La eficacia del nuevo régimen político de México dependerá, en buena medida, del desempeño de los órganos autónomos de Estado ya configurados (además de los que se acumulen en los meses por venir). De modo que una de las variables principales del sistema apenas diseñado para este nuevo siglo será, precisamente, la autonomía con la que se conduzcan esos órganos. Una verdad de Perogrullo: si los órganos autónomos son capturados, ya no serán autónomos.

Esa tesis es tan obvia, que no necesita mayor explicación. Sin embargo, apenas escritos en el texto constitucional, la integración de esos órganos enfrenta ya la amenaza del reparto entre partidos y de los arreglos políticos a modo para someter los nombramientos —que vienen en cascada— a la lógica de la lealtad y la obediencia a la clase política que diseñó ese régimen. “La condición del individuo que de nadie depende en ciertos conceptos”, como define el Diccionario de la Lengua Española a la palabra autonomía, no se aviene con la ambición de los partidos y de los legisladores que tienen en sus manos esas designaciones.

 Gracias al peso específico de los actores económicos más influyentes, los nuevos órganos encargados de regular la competencia económica y las telecomunicaciones fueron integrados mediante el expediente del examen previo de conocimientos jurídicos y técnicos. Sería ingenuo pensar que se salvaron por completo de las negociaciones partidarias y del lobby empresarial de último momento. Pero al menos hubo un método de selección más o menos abierto y razonable, y nadie tuvo duda de que los responsables de esa tarea acreditaron los saberes necesarios para llevarla a cabo. Lo que sigue dependerá de su propia catadura ética y de su capacidad para mantenerse al margen de presiones, honrando sobre la marcha su independencia de criterios.

 Pero los órganos autónomos que habrán de organizar y vigilar una parte sustantiva de la vida política de México podrían correr con una suerte muy distinta. Dado que regularán a los mismos individuos que los designarán, es muy probable que los integrantes del IFAI —cuya designación ya está en la puerta—, así como los del Instituto Nacional Electoral y el Coneval, resulten ser los más leales y cercanos a los intereses del gobierno y a las negociaciones de partido. Es decir, aquellos que de entrada renuncien a su autonomía, a cambio de ganar el puesto.

 El único antídoto visible para conjurar ese intercambio entre lealtades y designaciones es exigir —como lo hicieron en su momento los poderosos actores de la economía— que los legisladores establezcan criterios y procedimientos claros, objetivos e imparciales para evaluar a quienes aspiren a esos cargos, de tal modo que su selección sea indiferente a las relaciones políticas individuales. Si no sucede así, los nuevos órganos autónomos nacerán enfermos y será imposible que prosperen en sus cometidos. Quebrada su autonomía desde el principio, el resto de su actuación adolecerá de falta de legitimidad y sus decisiones posteriores ya no podrán compadecerse del diseño institucional del que partieron.

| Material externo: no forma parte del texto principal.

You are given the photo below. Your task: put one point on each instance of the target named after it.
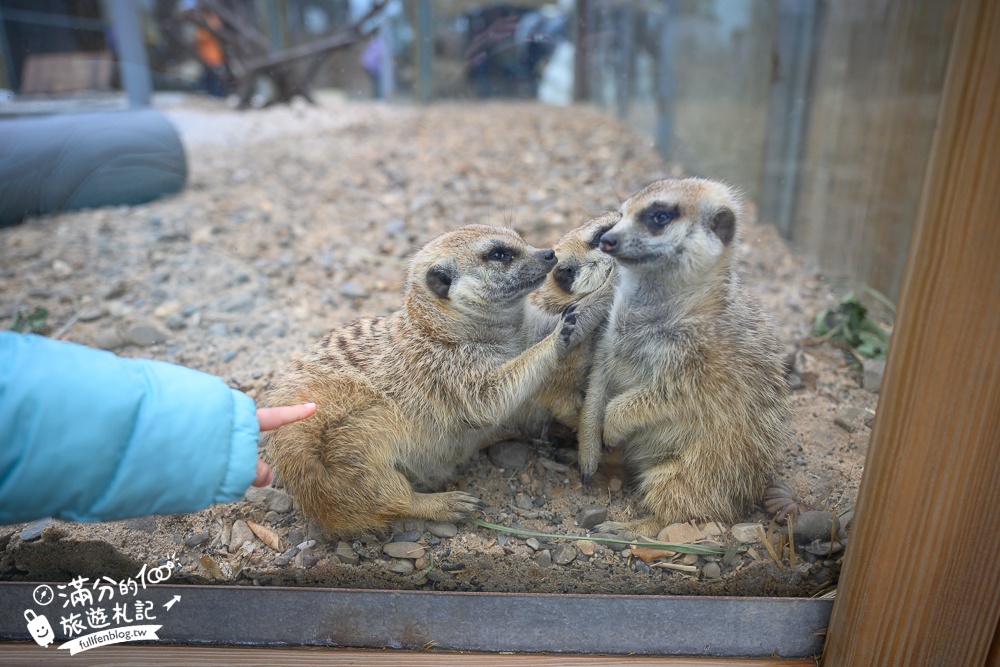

  Evitar que las designaciones por venir acaben dando al traste con la autonomía de los órganos de Estado apenas inventados parece, a estas alturas, una tarea imposible. No obstante, quizás todavía sea viable apelar a la combinación de la presión pública y mediática, el equilibrio entre intereses partidarios enfrentados y el sentido de responsabilidad y buen juicio de un puñado de legisladores honestos, para producir un resultado digno de las intenciones declaradas tras cada reforma constitucional. Quizás no sea demasiado tarde para mitigar la megalomanía de quienes buscan controlar la vida de esos órganos a través de sus amigos y de sus allegados, e imaginar que el país puede darse el lujo de honrar la ética de la responsabilidad.